El Arranque Modern Sound Example: ”Madame Ivonne”
Alberto di Paulo Dramatic Example: “Despues del Carneval”

 

Neotango is a dynamic mix of new club music with traditional Tango. Some people hate it, some think it is a natural development.

 

Gotan Project More than lounge music Example: “Epoca”
Bajofondo Invitation to remix….. Example: ”Pide Piso”
Otros Aires Strong rhythm Example: ”Amor que se baila”
Electrocutango Rhythm Example: “Felino”
Carlos Libedinsky Strong rhythm Example: ”Vi Luz y Subi”

Because most of the “normal” Milongas will have a focus on Golden Age, a DJ has to concentrate to build a strong collection of Golden Age Tangos.

A very useful service is the website of Anton Sukhanov, where you can prelisten to the intros of common Golden Age Tangos:

http://www.tangoplaylist.com/

Starting to collect means to buy CDs.

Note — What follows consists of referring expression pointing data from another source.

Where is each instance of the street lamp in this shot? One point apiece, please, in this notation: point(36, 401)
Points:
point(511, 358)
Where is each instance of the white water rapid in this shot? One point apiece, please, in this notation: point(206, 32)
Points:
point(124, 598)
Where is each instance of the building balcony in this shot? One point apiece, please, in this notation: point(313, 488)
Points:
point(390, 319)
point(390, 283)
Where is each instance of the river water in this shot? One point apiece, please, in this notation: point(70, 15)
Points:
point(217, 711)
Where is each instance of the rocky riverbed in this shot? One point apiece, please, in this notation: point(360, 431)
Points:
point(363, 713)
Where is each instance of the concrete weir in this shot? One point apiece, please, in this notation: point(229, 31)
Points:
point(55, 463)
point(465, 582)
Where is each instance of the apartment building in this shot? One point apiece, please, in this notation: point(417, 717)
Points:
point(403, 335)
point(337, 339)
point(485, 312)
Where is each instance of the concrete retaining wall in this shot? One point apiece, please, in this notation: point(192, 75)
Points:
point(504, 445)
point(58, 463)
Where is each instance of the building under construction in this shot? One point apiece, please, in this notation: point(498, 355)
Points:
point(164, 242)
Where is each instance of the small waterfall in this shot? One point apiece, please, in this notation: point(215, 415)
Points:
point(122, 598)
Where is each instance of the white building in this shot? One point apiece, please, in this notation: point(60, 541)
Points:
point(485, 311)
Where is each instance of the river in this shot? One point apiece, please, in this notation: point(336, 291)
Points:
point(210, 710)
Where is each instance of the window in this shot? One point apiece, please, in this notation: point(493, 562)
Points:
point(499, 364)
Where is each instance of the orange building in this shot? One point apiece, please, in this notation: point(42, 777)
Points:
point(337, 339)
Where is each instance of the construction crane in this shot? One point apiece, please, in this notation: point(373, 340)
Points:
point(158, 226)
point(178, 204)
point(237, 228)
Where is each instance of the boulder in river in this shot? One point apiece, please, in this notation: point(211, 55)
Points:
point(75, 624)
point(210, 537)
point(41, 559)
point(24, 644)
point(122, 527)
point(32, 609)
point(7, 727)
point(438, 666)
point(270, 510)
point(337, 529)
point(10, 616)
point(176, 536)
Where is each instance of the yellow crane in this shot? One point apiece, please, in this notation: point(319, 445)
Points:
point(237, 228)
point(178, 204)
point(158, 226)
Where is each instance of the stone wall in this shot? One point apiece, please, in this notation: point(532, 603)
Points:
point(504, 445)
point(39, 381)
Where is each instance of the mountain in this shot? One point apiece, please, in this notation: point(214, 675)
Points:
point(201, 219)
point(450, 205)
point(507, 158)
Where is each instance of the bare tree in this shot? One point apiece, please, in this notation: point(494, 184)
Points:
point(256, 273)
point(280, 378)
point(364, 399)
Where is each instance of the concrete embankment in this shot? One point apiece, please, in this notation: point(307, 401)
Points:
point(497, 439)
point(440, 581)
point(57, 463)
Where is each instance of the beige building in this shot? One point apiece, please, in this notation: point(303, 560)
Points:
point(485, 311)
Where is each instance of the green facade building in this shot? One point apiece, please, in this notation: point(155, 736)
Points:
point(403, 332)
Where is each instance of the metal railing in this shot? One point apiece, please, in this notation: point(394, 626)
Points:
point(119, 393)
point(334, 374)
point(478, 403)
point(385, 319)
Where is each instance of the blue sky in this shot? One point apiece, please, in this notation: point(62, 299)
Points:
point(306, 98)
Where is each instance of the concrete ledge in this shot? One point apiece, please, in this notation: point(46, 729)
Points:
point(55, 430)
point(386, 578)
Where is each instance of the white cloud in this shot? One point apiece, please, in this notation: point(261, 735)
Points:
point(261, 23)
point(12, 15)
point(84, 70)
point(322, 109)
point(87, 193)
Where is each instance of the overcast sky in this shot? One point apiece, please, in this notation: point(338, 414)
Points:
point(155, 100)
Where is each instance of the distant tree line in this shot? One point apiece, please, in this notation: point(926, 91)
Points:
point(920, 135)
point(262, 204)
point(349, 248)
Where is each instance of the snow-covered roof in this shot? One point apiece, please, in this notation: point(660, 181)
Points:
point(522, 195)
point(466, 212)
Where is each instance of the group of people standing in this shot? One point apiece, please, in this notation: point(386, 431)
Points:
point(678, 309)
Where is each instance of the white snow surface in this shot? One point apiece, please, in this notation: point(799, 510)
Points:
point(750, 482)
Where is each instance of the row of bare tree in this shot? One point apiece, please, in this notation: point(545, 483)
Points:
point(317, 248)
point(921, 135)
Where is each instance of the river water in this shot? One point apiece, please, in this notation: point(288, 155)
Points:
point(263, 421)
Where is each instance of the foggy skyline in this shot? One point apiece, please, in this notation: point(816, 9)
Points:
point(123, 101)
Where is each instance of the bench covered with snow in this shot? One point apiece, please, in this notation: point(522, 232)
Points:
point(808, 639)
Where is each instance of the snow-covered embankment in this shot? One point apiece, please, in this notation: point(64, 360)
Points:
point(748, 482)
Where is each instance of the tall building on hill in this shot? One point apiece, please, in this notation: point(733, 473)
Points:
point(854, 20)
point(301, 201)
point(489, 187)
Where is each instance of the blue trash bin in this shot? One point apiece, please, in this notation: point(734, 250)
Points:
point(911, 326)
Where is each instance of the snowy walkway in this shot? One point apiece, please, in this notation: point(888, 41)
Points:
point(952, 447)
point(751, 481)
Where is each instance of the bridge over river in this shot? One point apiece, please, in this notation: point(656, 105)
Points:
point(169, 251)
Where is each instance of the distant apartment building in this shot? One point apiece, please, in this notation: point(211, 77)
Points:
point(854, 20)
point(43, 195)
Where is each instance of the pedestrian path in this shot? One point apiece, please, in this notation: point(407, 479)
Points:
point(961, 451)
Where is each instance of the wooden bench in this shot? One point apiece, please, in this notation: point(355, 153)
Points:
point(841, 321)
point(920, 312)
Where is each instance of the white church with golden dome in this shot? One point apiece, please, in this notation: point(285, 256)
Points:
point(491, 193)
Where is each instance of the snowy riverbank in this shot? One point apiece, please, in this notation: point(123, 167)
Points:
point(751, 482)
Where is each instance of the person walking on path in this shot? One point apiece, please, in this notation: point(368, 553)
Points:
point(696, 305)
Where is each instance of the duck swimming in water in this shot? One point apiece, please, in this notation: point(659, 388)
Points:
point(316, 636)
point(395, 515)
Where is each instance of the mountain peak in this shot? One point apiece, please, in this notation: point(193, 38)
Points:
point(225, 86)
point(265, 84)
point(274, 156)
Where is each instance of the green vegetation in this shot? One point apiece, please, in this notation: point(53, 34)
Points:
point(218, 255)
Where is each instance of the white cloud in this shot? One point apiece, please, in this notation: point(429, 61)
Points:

Some recommendations can be found at this page:

http://www.yaletangoclub.org/tangomusic

Generally, the Tango-DJ web page is also helpful:

http://www.tangodj.org/

 

Please be aware of two facts: You will have to collect over a long time and you will need a lot of time to do the grabbing and tagging to organize your collection. Even a small tango collection will surely give you hundreds of hours work. This is one of the reasons, why typically tango DJs do not share their collections.

Many tango labels put in a lot of effort to clean and restore tango treasures and make them playable at Milongas. As a collector, I love the noise and hiss of traditional shellac discs. A Tango from 1930 necessarily has this sound and there is nothing wrong with that. But if you play as a DJ for dancing couples, the sound has to be clear and the rhythm to be easily recognizable. Here modern Re-Editions are helpful. These editions provide traditional songs acoustically restored for CD-Editions. Please consult this page for more information:

http://users.telenet.be/tangoteca/tango_sellos/index.html

Visiting Buenos Aires ? Some places to look for Tango CDs:

Tango´s, Lavalle 582
El Ateneo, Florida 629

Next time we will look at the process of planning and designing a Milonga Playlist.

And now: Good luck building your collection of Tango music.

 

Sincerely, your Tango DJ,

-Ricardo (“El alemán”)

 

Attention: Please do not use pirated Tango music. Without support from only few collectors, the Tango labels will not be able to provide us with new and traditional Tango music, especially newly restored editions will not be possible if collectors do not support the labels.